23. As far as Kamal Narain Sarma (supra), is concerned be it noted the said case arose from the State of Madhya Pradesh. In the said case the affidavit of the election petitioner was sworn by a clerk of Court in the District Court, Jabalpur. An objection was raised by the first respondent that the affidavit was not sworn before the proper authority as required under Rule 94-A of the conduct of Election Rules, 1961 and the Election Tribunal accepted the objection and allowed the lime to file proper affidavit. No action was taken against the said order. The Tribunal framed two issues for determination. Issue No. 20 dealt with the facet of affidavit. The Tribunal rejected the said contention and expressed the opinion that as a fresh affidavit has already been filed the Tribunal could proceed for trial. A writ petition was filed before the High Court and the Court quashed the two orders and the Tribunal was directed to deal further with the petition. The High Court considered whether the provisions of Rule 94-A were mandatory or directory but did not address itself whether the first affidavit was proper or not. The Apex Court referred to Section 83 of the Representation of People Act, 1952 and thereafter referred to Rule 92 of the Conduct of Election Rules, 1961. Their Lordships eventually after referring to Section 139 of the Code of Civil Procedure and Section 539 of the Code of Criminal Procedure in Paragraph 8 held as under:

8. The Clerk of Court was appointed a Commissioner of Oaths under Section 139(c) quoted above. It is contended that the powers of such a Commissioner were to administer oaths for purposes of affidavits under the Code of Civil Procedure and this meant Order XIX of the Code. It is pointed out that none of the conditions under which the affidavit is required under that Order applies here. It is argued that Commissioners appointed under one statute cannot swear affidavits prescribed under another statute and Section 539 of the Code of Criminal Procedure is also cited as an instance. This may be so. It may be that an affidavit sworn by a District Clerk of Court may not be good for the purposes of the Code of Criminal Procedure and vice versa but that is because the restriction is to be found in Section 139 of the one Code and Section 539 of the other. Rule 94-A makes no such condition and makes receivable an affidavit sworn before a Commissioner of Oaths without specifying of what kind. In this view of the matter the affidavit sworn before the District Clerk of Court, who undoubtedly is a Commissioner of Oaths, can only be excluded by taking an extreme and technical a view which, in our opinion, is not justified.

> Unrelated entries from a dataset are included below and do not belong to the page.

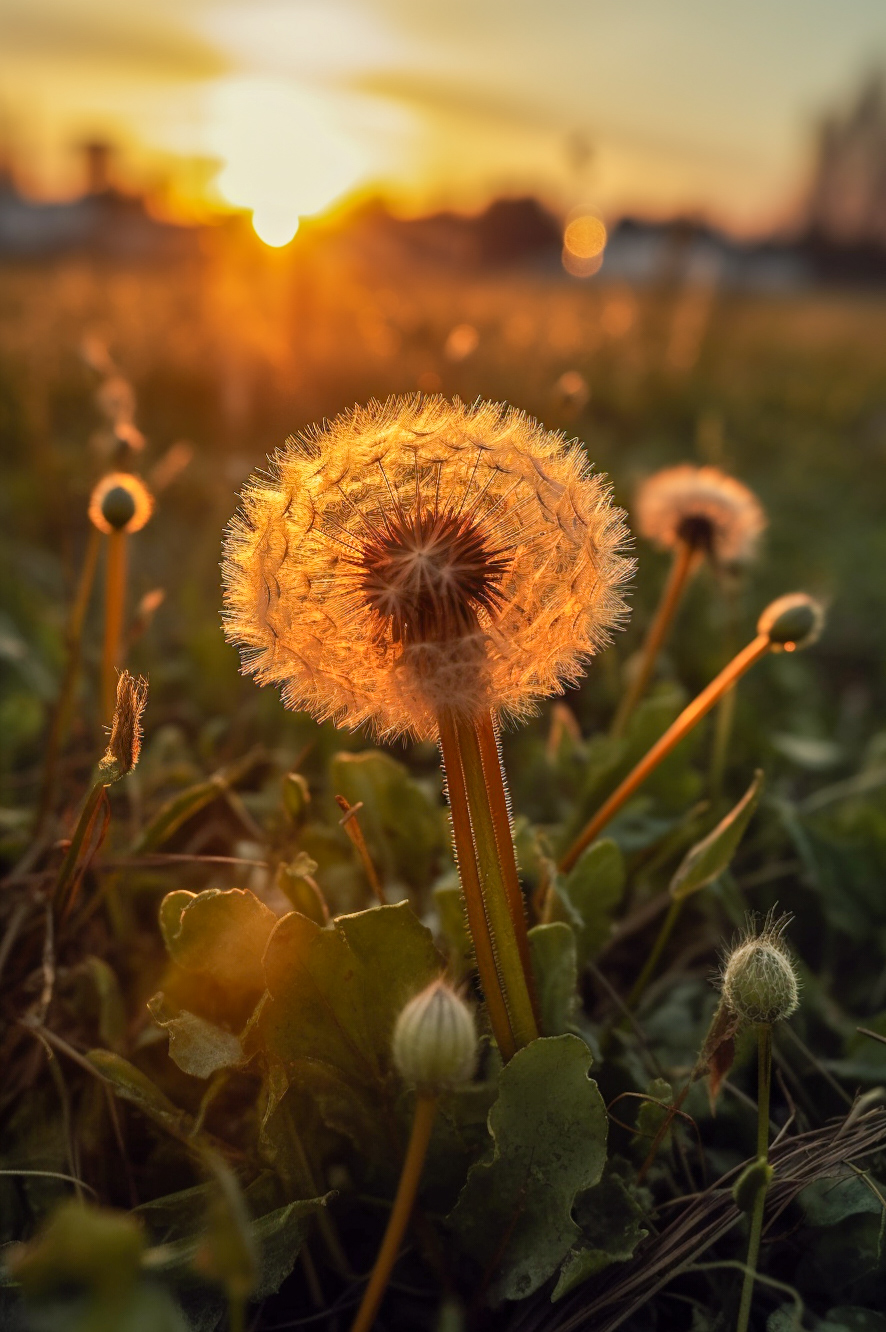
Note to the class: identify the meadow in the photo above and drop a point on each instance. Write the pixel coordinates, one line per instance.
(141, 1083)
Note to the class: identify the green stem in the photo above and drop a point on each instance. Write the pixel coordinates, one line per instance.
(764, 1087)
(490, 911)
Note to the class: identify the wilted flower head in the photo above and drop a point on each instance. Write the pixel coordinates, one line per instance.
(124, 745)
(120, 502)
(758, 981)
(704, 508)
(424, 554)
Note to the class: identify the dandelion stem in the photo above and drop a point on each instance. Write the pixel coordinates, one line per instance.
(764, 1087)
(404, 1202)
(690, 715)
(115, 598)
(486, 901)
(681, 569)
(73, 637)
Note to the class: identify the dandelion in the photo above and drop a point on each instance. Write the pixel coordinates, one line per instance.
(696, 513)
(427, 569)
(786, 625)
(760, 987)
(435, 1048)
(704, 509)
(119, 505)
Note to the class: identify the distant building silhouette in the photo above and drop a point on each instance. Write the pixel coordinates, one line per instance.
(848, 200)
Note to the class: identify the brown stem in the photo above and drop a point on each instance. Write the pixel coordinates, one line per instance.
(684, 565)
(404, 1202)
(690, 715)
(115, 600)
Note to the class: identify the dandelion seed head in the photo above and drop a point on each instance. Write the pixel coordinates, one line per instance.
(120, 502)
(704, 508)
(424, 554)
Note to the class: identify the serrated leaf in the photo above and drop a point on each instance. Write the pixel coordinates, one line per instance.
(708, 859)
(552, 949)
(549, 1144)
(610, 1219)
(333, 999)
(199, 1047)
(589, 895)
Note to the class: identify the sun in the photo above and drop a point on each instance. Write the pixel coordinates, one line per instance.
(284, 156)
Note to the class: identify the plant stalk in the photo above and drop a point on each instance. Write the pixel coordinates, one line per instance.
(764, 1087)
(115, 601)
(490, 910)
(682, 566)
(690, 715)
(399, 1219)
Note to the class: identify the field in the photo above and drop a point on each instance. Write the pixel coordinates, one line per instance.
(221, 1167)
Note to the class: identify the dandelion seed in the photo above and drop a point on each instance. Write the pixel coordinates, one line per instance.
(424, 554)
(704, 509)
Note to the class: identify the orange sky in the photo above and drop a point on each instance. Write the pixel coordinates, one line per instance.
(285, 105)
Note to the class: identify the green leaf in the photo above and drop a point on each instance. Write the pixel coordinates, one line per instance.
(335, 995)
(404, 829)
(708, 859)
(589, 895)
(552, 949)
(199, 1047)
(131, 1084)
(549, 1144)
(610, 1219)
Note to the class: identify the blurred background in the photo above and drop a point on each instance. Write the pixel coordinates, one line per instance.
(658, 227)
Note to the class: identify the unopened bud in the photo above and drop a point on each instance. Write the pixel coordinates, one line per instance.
(435, 1042)
(124, 745)
(793, 621)
(120, 502)
(760, 983)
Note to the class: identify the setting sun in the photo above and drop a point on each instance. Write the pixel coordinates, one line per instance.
(283, 155)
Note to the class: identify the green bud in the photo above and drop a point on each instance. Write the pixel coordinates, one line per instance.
(760, 983)
(435, 1042)
(793, 621)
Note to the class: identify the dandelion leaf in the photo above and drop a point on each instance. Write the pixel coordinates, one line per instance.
(708, 859)
(404, 829)
(552, 949)
(610, 1218)
(549, 1144)
(589, 895)
(333, 999)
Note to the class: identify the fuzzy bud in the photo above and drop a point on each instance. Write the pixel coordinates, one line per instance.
(760, 983)
(435, 1042)
(793, 621)
(124, 745)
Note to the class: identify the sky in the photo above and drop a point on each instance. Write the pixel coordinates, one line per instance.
(284, 107)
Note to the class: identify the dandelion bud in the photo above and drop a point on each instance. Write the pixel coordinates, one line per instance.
(760, 983)
(124, 745)
(120, 502)
(435, 1042)
(793, 621)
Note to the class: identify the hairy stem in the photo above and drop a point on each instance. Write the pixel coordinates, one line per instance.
(485, 891)
(682, 566)
(690, 715)
(764, 1087)
(115, 601)
(404, 1202)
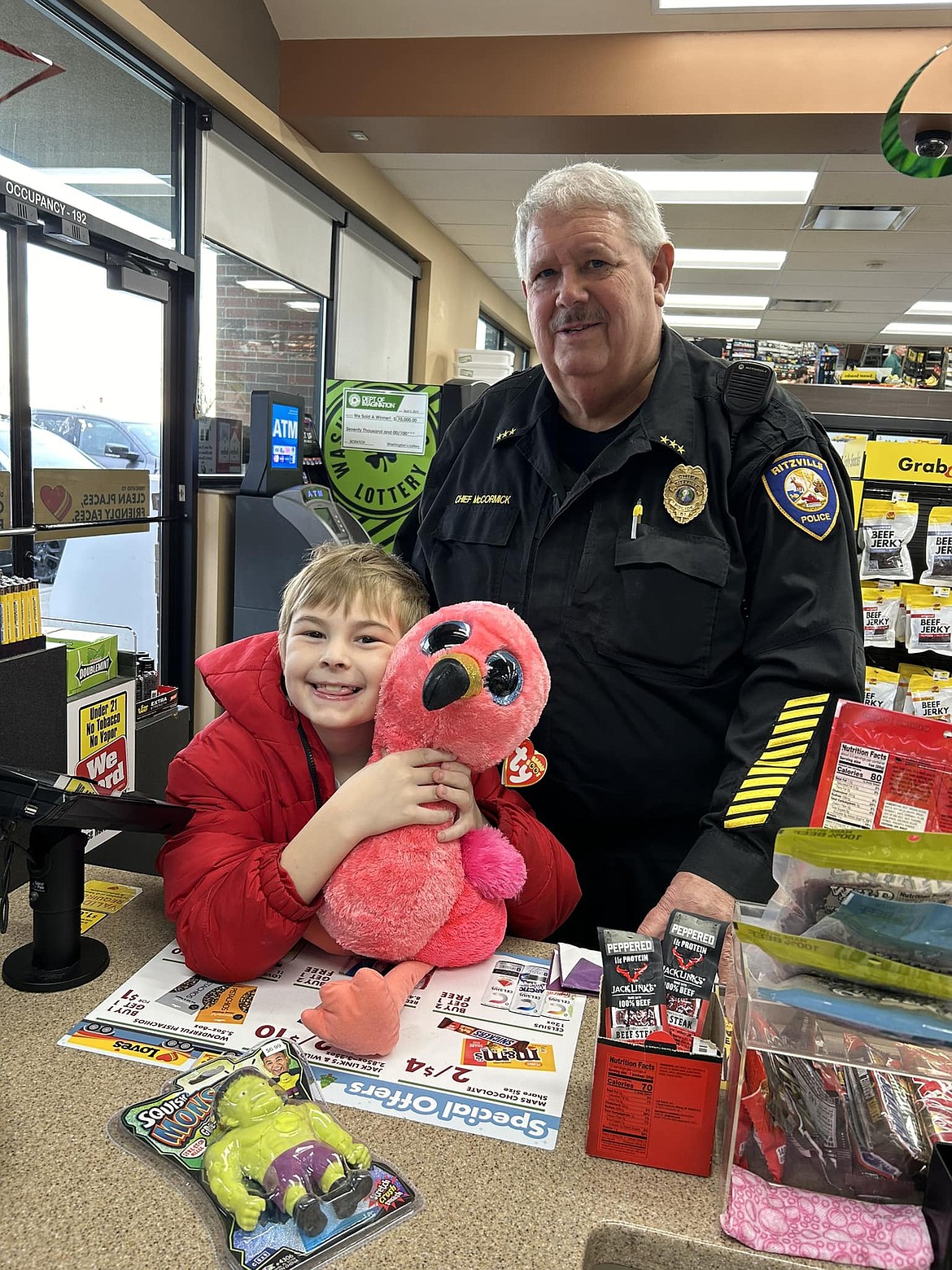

23. We have bestowed our thoughtful and anxious consideration and carefully perused the aforesaid decision. In the aforesaid case Their Lordships observed that the clerk of Court was appointed as Commissioner of Oaths under Section 139 and thereafter as has been stated above Their Lordships referred to Rule 94-A expressed that the said Rule does not lays such condition and makes receivable an affidavit sworn before a Commissioner of Oaths without specifying of what kind and in that backdrop further expressed the opinion that the affidavit sworn before the District Clerk of Court who undoubtedly is a Commissioner of Oaths can only be excluded by taking an extreme and technical view. Mr. A.M. Trivedi submitted that exclusion of Oath Commissioner for the present purpose would tantamount to extreme technical view which the Constitution Bench has not appreciated.

24. The question that falls for consideration is whether there is any employed inclusion or whether in the Rule non-inclusion of the Oath Commissioner would be extremely technical in nature. As has been discussed earlier the High Court of M.P. has framed Commissioner of Oaths Rules, 1976. The High Court has already stipulated other persons mentioned in Section 139 of the CPC and Section 297 of the Cr.PC. In Karnal Narain Sarma (supra), Rule 94-A was silent in this regard. Here the High Court has framed a set of Rules and referred to the provision and Acts conferring power on the High Court. In the said Rule there is the definition of 'Court'. The terms 'only' has been used. If Rules are read in entirety the indubitable and inescapable conclusion is that the Oath Commissioner can administer oath or receive solemn affirmation in respect of Civil Courts only.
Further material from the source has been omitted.